We should evaluate if these two frameworks are suitable for our offline query evaluation.

At a glance we would need:

  • [TFT] a way to record the expected outcome of a query
  • [TFT] run a compliance test (evaluate the time it might require)
  • [IGUANA] run perf test on a set of queries

AC:

  • Determine if TFT & IGUANA are adapted to our needs
  • Estimate possible adaptations to make to these frameworks suitable to our usecases

Event Timeline

To clarify ... TFT needs to be updated to test the current RDF, RDF*, SPARQL definitions. The current definitions that were migrated are out of date.

IGUANA needs the tests defined that reflect the characteristics that were specified.

Without these changes, the infrastructures are useable - but not useful.

So, it is likely that the estimate of "8" points is low.

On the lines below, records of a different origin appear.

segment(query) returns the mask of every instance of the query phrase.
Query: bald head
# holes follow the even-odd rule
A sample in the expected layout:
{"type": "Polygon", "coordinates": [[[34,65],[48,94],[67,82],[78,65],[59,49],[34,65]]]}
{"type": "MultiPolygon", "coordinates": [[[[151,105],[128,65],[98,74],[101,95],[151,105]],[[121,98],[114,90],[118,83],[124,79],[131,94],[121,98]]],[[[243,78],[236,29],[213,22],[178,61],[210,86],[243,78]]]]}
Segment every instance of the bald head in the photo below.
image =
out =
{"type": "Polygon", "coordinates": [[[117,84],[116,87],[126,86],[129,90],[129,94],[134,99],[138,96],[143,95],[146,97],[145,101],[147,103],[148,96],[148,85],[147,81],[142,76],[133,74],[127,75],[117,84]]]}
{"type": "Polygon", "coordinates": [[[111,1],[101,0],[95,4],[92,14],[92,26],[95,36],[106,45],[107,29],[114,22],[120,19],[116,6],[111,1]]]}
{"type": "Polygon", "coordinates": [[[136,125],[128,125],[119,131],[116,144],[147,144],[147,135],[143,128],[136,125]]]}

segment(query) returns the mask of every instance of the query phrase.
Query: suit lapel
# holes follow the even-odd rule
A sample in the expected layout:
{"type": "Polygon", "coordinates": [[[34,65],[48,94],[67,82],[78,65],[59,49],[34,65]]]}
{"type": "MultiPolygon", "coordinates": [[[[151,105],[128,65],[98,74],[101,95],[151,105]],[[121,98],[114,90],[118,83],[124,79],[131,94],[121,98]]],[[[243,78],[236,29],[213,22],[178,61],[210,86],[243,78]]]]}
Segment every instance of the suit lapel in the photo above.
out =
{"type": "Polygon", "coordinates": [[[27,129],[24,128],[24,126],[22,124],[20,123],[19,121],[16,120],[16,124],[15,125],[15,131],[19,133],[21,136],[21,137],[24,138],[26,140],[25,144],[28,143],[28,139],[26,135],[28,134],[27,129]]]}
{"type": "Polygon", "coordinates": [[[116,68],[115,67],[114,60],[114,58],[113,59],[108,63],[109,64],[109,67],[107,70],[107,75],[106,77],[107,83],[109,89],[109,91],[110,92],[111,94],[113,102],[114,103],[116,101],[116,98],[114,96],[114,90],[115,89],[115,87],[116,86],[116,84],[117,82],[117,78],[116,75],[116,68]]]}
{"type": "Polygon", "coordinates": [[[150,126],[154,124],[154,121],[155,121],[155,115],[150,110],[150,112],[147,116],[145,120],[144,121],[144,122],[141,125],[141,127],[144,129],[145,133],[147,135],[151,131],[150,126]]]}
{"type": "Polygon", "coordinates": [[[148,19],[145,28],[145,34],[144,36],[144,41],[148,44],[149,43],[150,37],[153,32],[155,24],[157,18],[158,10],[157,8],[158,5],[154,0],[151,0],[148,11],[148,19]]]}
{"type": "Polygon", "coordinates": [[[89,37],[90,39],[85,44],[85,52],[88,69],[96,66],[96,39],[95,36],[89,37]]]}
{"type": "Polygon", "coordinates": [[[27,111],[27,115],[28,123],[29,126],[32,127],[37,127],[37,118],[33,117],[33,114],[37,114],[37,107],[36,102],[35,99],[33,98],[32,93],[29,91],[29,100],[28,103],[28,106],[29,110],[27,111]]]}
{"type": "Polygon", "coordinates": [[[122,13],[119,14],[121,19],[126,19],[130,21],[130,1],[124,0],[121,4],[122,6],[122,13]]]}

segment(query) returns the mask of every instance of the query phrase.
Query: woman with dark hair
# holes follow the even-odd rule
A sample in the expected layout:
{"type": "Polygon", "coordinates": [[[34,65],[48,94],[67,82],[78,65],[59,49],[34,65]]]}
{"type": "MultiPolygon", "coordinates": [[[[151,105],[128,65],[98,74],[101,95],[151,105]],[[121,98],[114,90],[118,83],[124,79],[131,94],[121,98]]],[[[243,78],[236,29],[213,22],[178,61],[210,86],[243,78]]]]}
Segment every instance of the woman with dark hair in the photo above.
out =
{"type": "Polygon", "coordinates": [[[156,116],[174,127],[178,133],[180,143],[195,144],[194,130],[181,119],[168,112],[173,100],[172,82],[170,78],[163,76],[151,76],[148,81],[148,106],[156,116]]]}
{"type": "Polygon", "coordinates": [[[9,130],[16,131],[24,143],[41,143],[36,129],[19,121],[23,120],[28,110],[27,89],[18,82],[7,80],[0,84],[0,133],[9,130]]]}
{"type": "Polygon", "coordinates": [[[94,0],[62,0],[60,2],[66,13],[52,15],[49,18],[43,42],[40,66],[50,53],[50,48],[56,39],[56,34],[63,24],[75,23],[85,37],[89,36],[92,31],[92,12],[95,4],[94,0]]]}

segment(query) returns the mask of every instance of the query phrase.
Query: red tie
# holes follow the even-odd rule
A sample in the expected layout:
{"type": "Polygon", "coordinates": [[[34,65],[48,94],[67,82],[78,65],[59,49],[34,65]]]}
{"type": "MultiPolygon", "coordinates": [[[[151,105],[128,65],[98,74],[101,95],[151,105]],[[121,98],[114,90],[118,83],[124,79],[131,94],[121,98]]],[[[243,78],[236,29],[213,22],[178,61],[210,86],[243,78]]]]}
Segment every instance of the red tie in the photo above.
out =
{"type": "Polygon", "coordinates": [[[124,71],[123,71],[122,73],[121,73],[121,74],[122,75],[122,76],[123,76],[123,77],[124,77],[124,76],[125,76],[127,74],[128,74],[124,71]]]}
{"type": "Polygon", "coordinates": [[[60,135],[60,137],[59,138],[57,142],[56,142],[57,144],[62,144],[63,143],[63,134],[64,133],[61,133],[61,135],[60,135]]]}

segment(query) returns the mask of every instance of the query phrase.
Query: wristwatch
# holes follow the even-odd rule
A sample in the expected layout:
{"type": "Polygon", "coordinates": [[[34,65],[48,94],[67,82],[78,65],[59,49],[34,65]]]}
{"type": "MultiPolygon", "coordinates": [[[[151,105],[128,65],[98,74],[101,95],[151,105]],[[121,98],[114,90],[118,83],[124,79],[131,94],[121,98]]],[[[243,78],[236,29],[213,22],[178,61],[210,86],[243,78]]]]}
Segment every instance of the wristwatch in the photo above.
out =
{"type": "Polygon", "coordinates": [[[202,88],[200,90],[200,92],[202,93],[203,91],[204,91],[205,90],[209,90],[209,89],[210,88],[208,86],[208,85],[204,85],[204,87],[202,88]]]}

@AWesterinen thanks for the heads-up, the scope of this ticket is to determine if these tools can be useful in the context of an offline analysis of the wikidata vs scholarly article split (adapting TFT to newer RDF standards is definitely out of scope of this ticket).
It is very possible that these tools are too specific for this need and we might have to write our own but we thought that this graph split project could be a good opportunity for us to learn these tools.

@dcausse I have the work item to update TFT to the latest tests on my to-do list. I can try to prioritize it higher, if that is valuable to you.

It is probably 3-4 days of work.

Completing IGUANA would require more work to get basic functionality. Maybe 2-3 weeks? (top of head guess)

TFT
does not seem appropriate for the kind of tests we have to make within the scope of the graph split project, it does not provide anything to ease the creation of test sets, I created T351819 to create such tooling.
IGUANA
does seem more promising, after a couple fixes I was able to run a simple test against our public endpoint, User:AndreaWest/WDQS_Testing/Running_Iguana#How_to_Change_or_Extend_the_Tests_and_Infrastructure gives a good overview of the extracted metrics. The test output in its current format (RDF) might not be directly actionable by a data-analyst and might need some transformation to a kind of tabular data.
I used IGUANA version 3.3.3 and had to apply several fixes (I forked in https://gitlab.wikimedia.org/repos/search-platform/IGUANA), we should consider using the new metrics added by Andrea in QPSMetric (meanQueryTime, geometricMeanQueryTime, min, max and their penalized version).
I attempted to upstream my fixes but it appears that the IGUANA maintainers no longer want to maintain the 3.x branch because they're working on a v4 version which is a major refactor, I did not have time to look too deeply into it...
For the wdqs graph split needs it might OK to use our v3.3.3 fork but for blazegraph alternatives evaluation we might consider rebasing Andrea's work on the upcoming v4 branch depending on its status.